Rosalind, die auf der Schwelle steht, stellt sich vor, wie sie selbst auf der Schwelle steht. Eine schlanke Silhouette vor einem rechteckigen glühenden Raum. Sie rückt ihre Fuchspelzstola zurecht und wartet. Sie kommen von anderswo her. Dröhnen auf sie zu in ihren teuren Autos, deren Scheinwerfer Tunnel in die abendliche Dunkelheit graben.
Es wird jetzt immer früher dunkel. Am Tag steht das üppige Licht der Herbstsonne tief, und das Land erglüht mit seinen feuerroten, umbrabraunen und ockerfarbenen Bäumen. Die Bäume auf dem Anwesen stehen stolz da, während ihre Blätter die Farbe wechseln, so wie Menschen hoch erhobenen Hauptes ihrem Erschießungskommando gegenübertreten. Doch wenn die Sonne unter den Horizont gesunken ist, wird es sehr plötzlich und sehr schnell kühl.
Die Standuhr in der Eichenhalle schlägt die Stunden. Bald werden Rosalinds Gäste eintreffen, und sie wird ihre Party abhalten. Ihre Partys haben nicht aufgehört. Noch nicht. Aber jetzt kommt Mr Brewer und sagt ihr, dass sie die Verdunklungsvorhänge vorziehen müssen, weil das Haus wieder einmal wie ein Ziel beleuchtet ist.
»Ich weiß, Mr Brewer. Ich wollte einfach, dass alle Chilcombe so sehen, wie es gesehen werden sollte. Wir haben uns wirklich große Mühe gegeben, uns vor den deutschen Bombern zu verstecken, wo es doch so aussieht, als würden gar keine kommen.«
»Lieber auf Nummer sicher gehen, Mrs Seagrave.«
»Dieses Paketband quer über die Fenster ist potthässlich. Ich bin mir sicher, das allein wird alle Eindringlinge abschrecken.«
»Ich werde die Vorhänge zuziehen, Mrs Seagrave.«
»Gleich.« Denn da fährt ein Auto die Auffahrt hoch: Ihre Gäste kommen. Sie sollte eine Zigarette in der Hand haben. »Willoughby!«
Willoughby schwenkt den Whisky in seinem Glas, während er in einem Ohrensessel im Salon versunken ist. Er beobachtet, wie Maudie geräuschvoll eine Schaufel Kohle aufs Feuer schüttet und die Flammen mit einem dampfenden Zischen löscht. Dann kauert sie sich davor und pustet mit einem Blasebalg darauf, bis sie wieder zum Leben erwachen. Willoughby hört ein kleines beleidigtes Schnauben in jedem Seufzer des Blasebalgs. Maudie hat die Gabe, unbelebte Dinge zu beleben und die Werkzeuge ihres Berufs für sie sprechen zu lassen. Sie hat nie gelernt, sich zurückzuziehen wie die anderen Dienstboten, auch nach zwanzig Jahren Dienst in diesem Hause nicht. Sie ist immer sehr präsent und zieht die Blicke auf sich.

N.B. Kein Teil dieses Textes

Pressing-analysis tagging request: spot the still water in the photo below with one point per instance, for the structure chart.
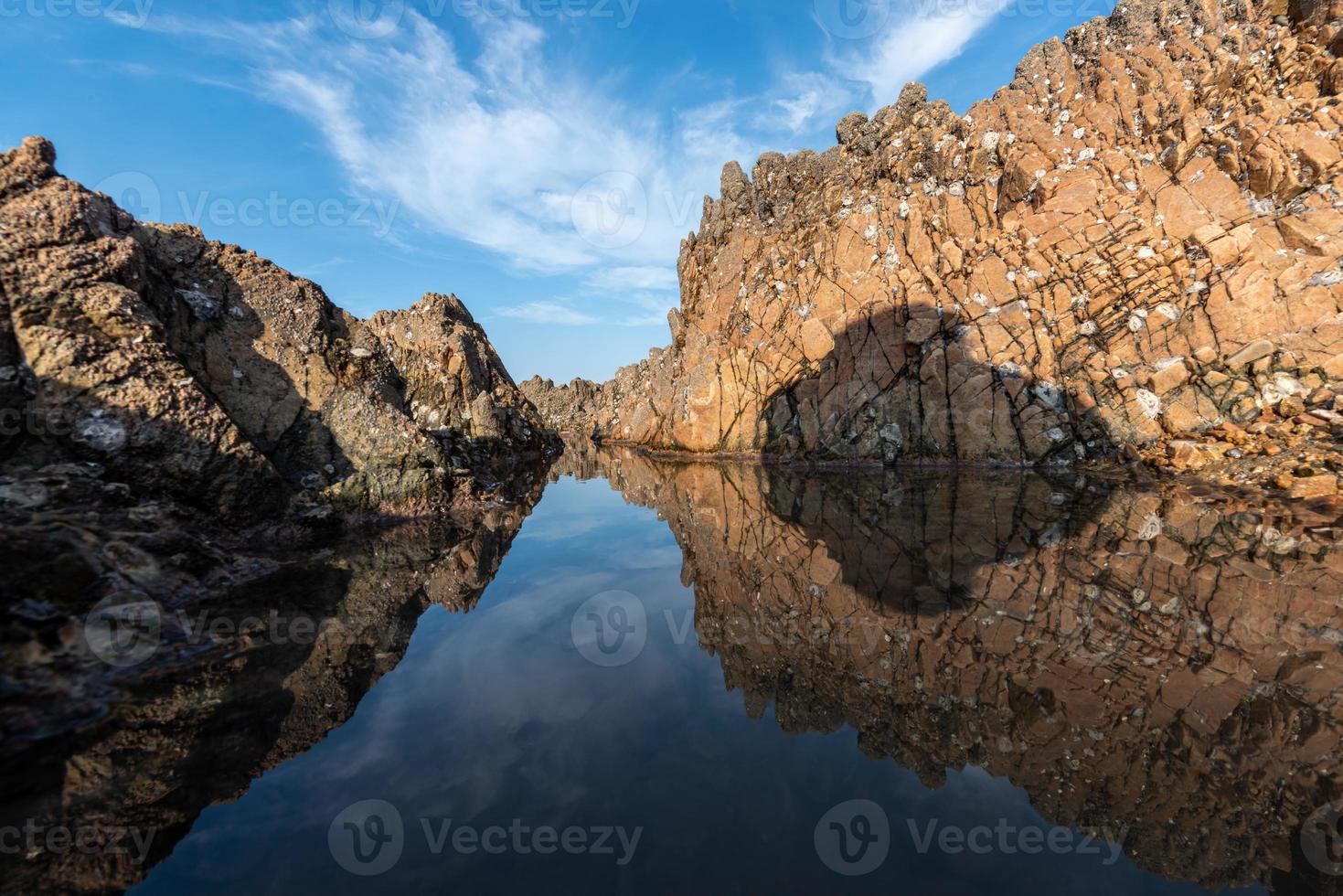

In einer Ecke des Zimmers dreht sich eine Jazzplatte auf dem Plattenspieler, der immer wieder seine kratzig-sentimentalen Lieder wiederholt. In der Nähe treibt sich auch Flossie herum, die Tanzschritte übt und immer wieder auf den Flur hinausspäht, wo gerade die Gäste eintreffen. Die Neunzehnjährige trägt ein besticktes rosa Kleid, das ihr zwei Größen zu klein ist. Willoughby fragt sich, ob Rosalind das arme Mädchen absichtlich so schlecht anzieht oder ob ihr Erscheinungsbild auf einer unseligen Kollision zwischen Flossies Vorliebe für Dirndl und dem Glauben ihrer Mutter beruht, dass die Kleider einer Frau sie so fest umspannen sollten wie ein von Harrods eingepacktes Geschenk.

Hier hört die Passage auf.